Why it matters: MosaicML is an AI startup that was recently acquired by Databricks for $1.3 billion. Both companies advocate for a DIY approach to AI systems and LLM training platforms, enabling companies to maintain control over their AI applications. Regarding hardware, MosaicML claims AMD chips can deliver nearly equivalent performance to Nvidia chips.
As Nvidia's recent surge in market capitalization clearly demonstrates, the AI industry is in desperate need of new hardware to train large language models (LLMs) and other AI-based algorithms. While server and HPC GPUs may be worthless for gaming, they serve as the foundation for data centers and supercomputers that perform highly parallelized computations necessary for these systems.
When it comes to AI training, Nvidia's GPUs have been the most desirable to date. In recent weeks, the company briefly achieved an unprecedented $1 trillion market capitalization due to this very reason. However, MosaicML now emphasizes that Nvidia is just one choice in a multifaceted hardware market, suggesting companies investing in AI should not blindly spend a fortune on Team Green's highly sought-after chips.
The AI startup tested AMD MI250 and Nvidia A100 cards, both of which are one generation behind each company's current flagship HPC GPUs. They used their own software tools, along with the Meta-backed open-source software PyTorch and AMD's proprietary software, for testing.
MosaicML trained an LLM algorithm without making any changes to the underlying software code, and found that AMD chips performed nearly as well as those from Nvidia.
In real workload-based tests, MosaicML reports that the LLM training stack remained stable and performed well without any additional configuration. AMD MI250 GPUs were "competitive," the company stated, delivering 80 percent of the per-GPU data throughput offered by Nvidia's A100 40 GB model and within 73 percent compared to the A100 800 GB model.

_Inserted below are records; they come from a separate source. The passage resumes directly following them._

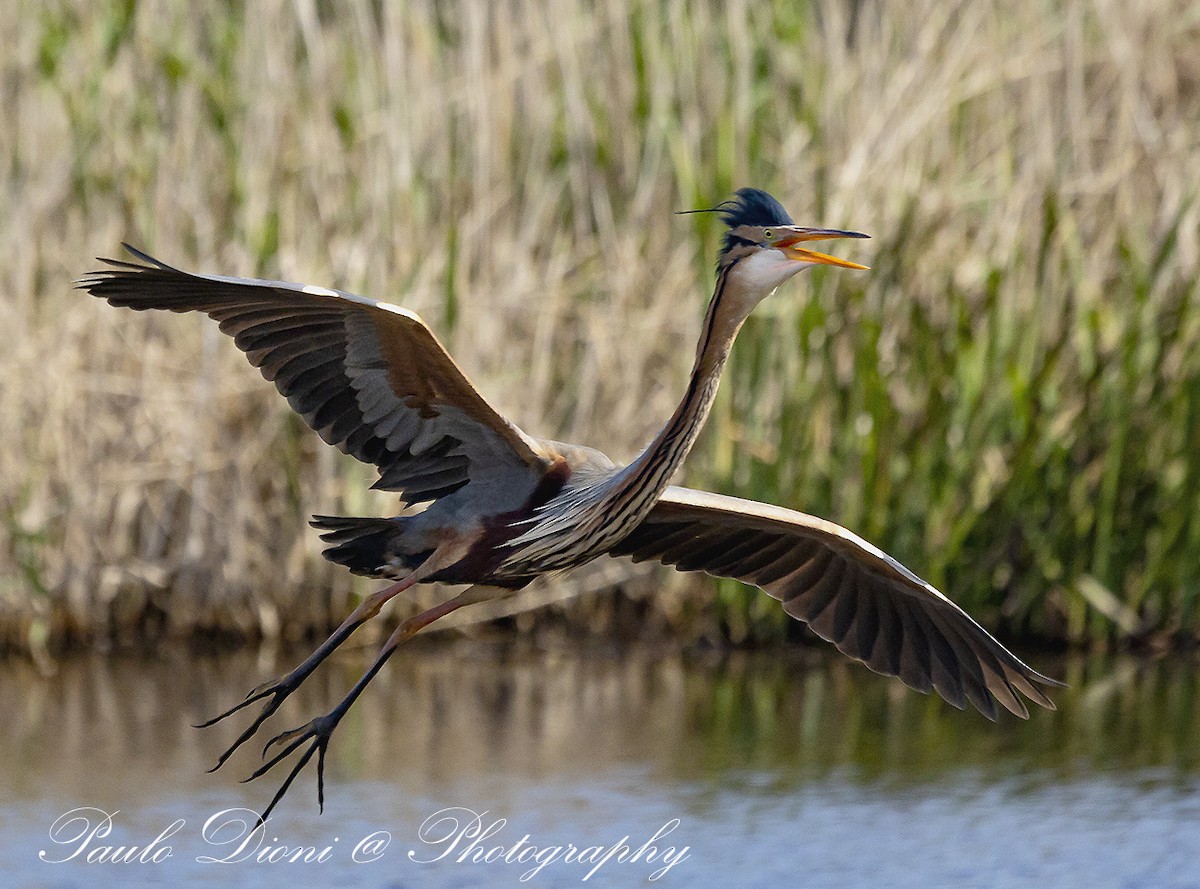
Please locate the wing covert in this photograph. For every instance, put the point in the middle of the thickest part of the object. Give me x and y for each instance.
(849, 592)
(367, 376)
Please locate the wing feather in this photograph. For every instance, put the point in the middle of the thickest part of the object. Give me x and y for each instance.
(850, 593)
(369, 377)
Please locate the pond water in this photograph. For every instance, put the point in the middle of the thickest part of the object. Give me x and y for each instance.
(766, 770)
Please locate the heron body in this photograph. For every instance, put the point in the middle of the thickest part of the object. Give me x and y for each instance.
(503, 508)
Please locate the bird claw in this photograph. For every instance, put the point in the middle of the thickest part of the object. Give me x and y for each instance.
(318, 732)
(277, 690)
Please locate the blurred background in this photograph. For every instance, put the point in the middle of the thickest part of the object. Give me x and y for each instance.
(1009, 402)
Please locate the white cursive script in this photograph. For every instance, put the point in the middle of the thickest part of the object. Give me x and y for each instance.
(461, 834)
(81, 828)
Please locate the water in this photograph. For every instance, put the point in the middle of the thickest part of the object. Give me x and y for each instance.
(762, 770)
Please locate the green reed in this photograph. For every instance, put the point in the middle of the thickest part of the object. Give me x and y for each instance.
(1009, 400)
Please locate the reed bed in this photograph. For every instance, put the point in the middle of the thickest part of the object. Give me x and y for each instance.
(1009, 401)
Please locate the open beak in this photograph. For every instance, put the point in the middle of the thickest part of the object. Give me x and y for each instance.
(797, 234)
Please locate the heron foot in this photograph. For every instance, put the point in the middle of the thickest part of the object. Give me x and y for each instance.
(317, 734)
(277, 691)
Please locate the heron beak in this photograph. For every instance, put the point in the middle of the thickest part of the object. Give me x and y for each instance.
(797, 235)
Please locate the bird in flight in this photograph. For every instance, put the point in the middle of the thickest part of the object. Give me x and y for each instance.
(503, 508)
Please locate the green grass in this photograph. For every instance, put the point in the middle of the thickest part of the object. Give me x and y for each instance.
(1009, 400)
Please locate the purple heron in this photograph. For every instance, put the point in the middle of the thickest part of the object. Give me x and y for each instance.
(504, 508)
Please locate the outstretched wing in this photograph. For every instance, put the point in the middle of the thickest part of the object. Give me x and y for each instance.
(367, 376)
(869, 605)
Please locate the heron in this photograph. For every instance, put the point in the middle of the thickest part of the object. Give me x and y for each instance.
(501, 508)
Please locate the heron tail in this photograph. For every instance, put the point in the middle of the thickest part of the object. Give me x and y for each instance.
(371, 547)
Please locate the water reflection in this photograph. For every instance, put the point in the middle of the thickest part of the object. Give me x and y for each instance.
(739, 746)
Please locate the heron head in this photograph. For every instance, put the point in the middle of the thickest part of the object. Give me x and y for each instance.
(766, 244)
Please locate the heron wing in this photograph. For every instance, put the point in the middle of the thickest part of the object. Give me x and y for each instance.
(858, 598)
(367, 376)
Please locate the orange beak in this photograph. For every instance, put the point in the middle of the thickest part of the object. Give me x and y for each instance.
(796, 234)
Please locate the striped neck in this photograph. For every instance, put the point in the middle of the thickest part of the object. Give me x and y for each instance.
(651, 470)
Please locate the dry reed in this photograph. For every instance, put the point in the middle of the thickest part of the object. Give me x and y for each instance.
(1009, 401)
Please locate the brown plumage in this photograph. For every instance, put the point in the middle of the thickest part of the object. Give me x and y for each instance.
(504, 508)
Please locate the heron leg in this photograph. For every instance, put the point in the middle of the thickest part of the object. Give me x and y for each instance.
(277, 690)
(318, 732)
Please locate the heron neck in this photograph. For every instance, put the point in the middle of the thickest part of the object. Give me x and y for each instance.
(654, 467)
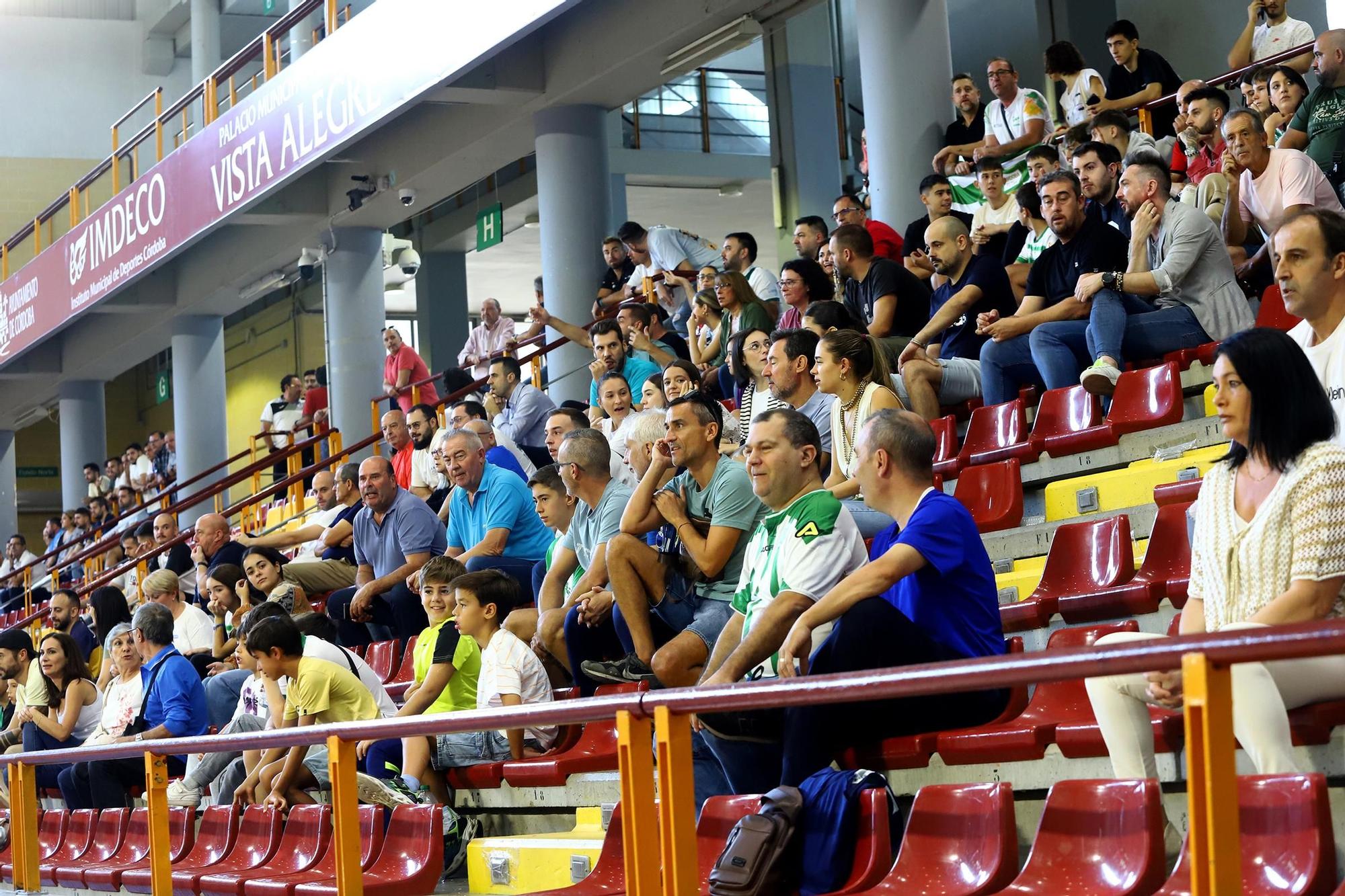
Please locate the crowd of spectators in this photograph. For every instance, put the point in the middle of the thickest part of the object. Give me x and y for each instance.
(703, 517)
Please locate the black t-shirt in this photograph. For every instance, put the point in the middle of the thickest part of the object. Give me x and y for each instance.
(615, 278)
(960, 132)
(915, 231)
(349, 552)
(961, 339)
(1124, 83)
(890, 279)
(1094, 249)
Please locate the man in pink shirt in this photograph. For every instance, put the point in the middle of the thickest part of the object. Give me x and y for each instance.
(401, 369)
(488, 338)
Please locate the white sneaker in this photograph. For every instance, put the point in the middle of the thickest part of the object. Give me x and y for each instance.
(182, 794)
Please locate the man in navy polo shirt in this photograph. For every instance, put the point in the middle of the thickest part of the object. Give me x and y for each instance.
(927, 595)
(492, 521)
(396, 534)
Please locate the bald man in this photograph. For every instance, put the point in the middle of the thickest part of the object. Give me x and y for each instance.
(213, 548)
(1319, 126)
(494, 454)
(942, 364)
(321, 564)
(399, 438)
(396, 533)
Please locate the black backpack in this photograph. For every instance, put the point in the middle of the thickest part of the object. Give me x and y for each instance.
(758, 858)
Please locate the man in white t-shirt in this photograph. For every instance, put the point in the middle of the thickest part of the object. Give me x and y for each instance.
(739, 255)
(1270, 32)
(1311, 272)
(1016, 119)
(1265, 186)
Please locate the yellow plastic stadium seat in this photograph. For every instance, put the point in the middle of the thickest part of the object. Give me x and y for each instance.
(533, 862)
(1129, 487)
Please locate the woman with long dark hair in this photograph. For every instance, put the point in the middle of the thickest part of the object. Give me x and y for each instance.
(1269, 549)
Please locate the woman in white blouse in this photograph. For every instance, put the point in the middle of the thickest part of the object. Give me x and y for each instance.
(1269, 551)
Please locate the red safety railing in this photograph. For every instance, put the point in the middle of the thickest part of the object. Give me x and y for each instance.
(1204, 659)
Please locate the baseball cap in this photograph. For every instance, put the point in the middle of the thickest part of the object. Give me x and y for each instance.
(17, 639)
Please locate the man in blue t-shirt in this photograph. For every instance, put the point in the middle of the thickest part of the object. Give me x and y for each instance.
(927, 595)
(942, 364)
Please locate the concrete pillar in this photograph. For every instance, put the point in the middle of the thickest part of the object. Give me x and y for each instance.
(9, 486)
(574, 198)
(805, 145)
(84, 436)
(353, 298)
(442, 307)
(205, 38)
(903, 45)
(198, 404)
(302, 36)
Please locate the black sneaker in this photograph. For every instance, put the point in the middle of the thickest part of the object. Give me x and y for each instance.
(626, 670)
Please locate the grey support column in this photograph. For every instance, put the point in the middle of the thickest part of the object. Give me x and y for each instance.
(353, 296)
(9, 485)
(442, 307)
(906, 67)
(805, 145)
(84, 436)
(198, 404)
(205, 38)
(574, 197)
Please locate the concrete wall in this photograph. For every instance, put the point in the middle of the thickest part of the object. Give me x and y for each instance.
(69, 80)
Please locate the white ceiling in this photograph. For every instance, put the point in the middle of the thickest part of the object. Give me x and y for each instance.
(506, 271)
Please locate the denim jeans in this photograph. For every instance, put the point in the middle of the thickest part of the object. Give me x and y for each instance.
(1005, 366)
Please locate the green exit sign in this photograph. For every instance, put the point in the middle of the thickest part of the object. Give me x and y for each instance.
(490, 228)
(163, 388)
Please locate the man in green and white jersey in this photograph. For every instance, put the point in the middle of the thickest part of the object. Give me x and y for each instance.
(802, 548)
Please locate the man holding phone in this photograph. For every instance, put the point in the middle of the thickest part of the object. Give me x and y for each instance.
(1270, 32)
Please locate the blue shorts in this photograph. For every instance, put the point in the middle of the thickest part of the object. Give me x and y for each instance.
(684, 610)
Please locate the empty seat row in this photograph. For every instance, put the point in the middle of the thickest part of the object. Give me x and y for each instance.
(251, 852)
(1096, 837)
(1069, 421)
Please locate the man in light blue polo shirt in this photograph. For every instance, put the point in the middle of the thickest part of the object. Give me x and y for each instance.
(492, 521)
(395, 536)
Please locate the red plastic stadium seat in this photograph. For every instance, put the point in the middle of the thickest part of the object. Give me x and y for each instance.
(325, 869)
(76, 842)
(993, 493)
(1054, 702)
(961, 841)
(215, 840)
(135, 846)
(411, 861)
(1273, 313)
(1285, 831)
(914, 751)
(946, 446)
(307, 831)
(383, 658)
(1097, 837)
(609, 874)
(1178, 493)
(594, 749)
(1062, 415)
(108, 836)
(997, 432)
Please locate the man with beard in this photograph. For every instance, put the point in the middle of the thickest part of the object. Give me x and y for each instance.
(942, 362)
(518, 409)
(1098, 169)
(1085, 244)
(789, 369)
(1178, 292)
(396, 533)
(422, 424)
(325, 559)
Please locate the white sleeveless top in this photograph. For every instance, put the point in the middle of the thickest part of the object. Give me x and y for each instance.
(843, 439)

Hanlin Tang, chief technology officer at MosaicML, states that the major weakness for most companies manufacturing chips for ML algorithm acceleration lies in their software. AMD excelled in this area, and the company is expecting even better performance on new HPC GPUs as software tools continue to improve. It should be mentioned however that CUDA – Nvidia's low-level chip programming framework, has become a sort of standard in the industry, at least for now. CUDA is not perfect, or elegant, or especially easy, but it is familiar and it is Nvidia-only.
AMD is understandably pleased with MosaicML's findings, which seemingly validate the company's strategy of supporting an "open and easy to implement software ecosystem" for AI training and inference on its chips. Nvidia, meanwhile, declined to comment.